Mówi się, że liczba wykonywanych w Polsce testów jest zbyt mała...
Jeżeli chodzi o wykonywanie testów, to na tle innych krajów Unii Europejskiej jesteśmy na szarym końcu. Tydzień temu byliśmy na przedostatnim miejscu z liczbą wykonywanych testów na milion mieszkańców. Z całą pewnością tych badań jest zdecydowanie za mało.

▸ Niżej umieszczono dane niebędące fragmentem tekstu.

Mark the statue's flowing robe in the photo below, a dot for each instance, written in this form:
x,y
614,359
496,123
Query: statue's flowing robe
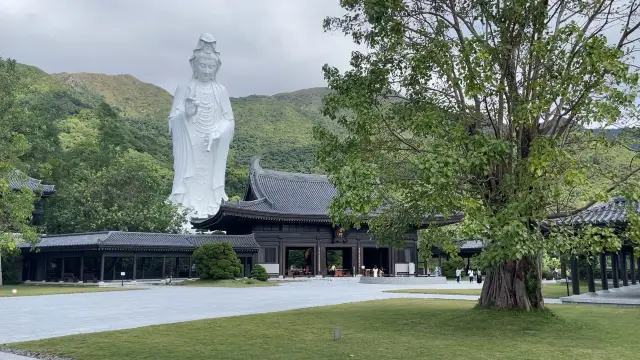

Jak długo będziemy czekać aż zostanie wynaleziona szczepionka lub inne lekarstwo przeciwko koronawirusowi?
Szacuje się, że jest to kilka miesięcy, być może nawet do końca roku. Nie sądzę, żeby trwało to krócej. Oczywiście sytuacja jest na tyle ekstremalna, że olbrzymi budżet i zaangażowanie naukowców spowodują, że szczepionka będzie wyprodukowana w zdecydowanie krótszym czasie niż w przypadku innych chorób zakaźnych.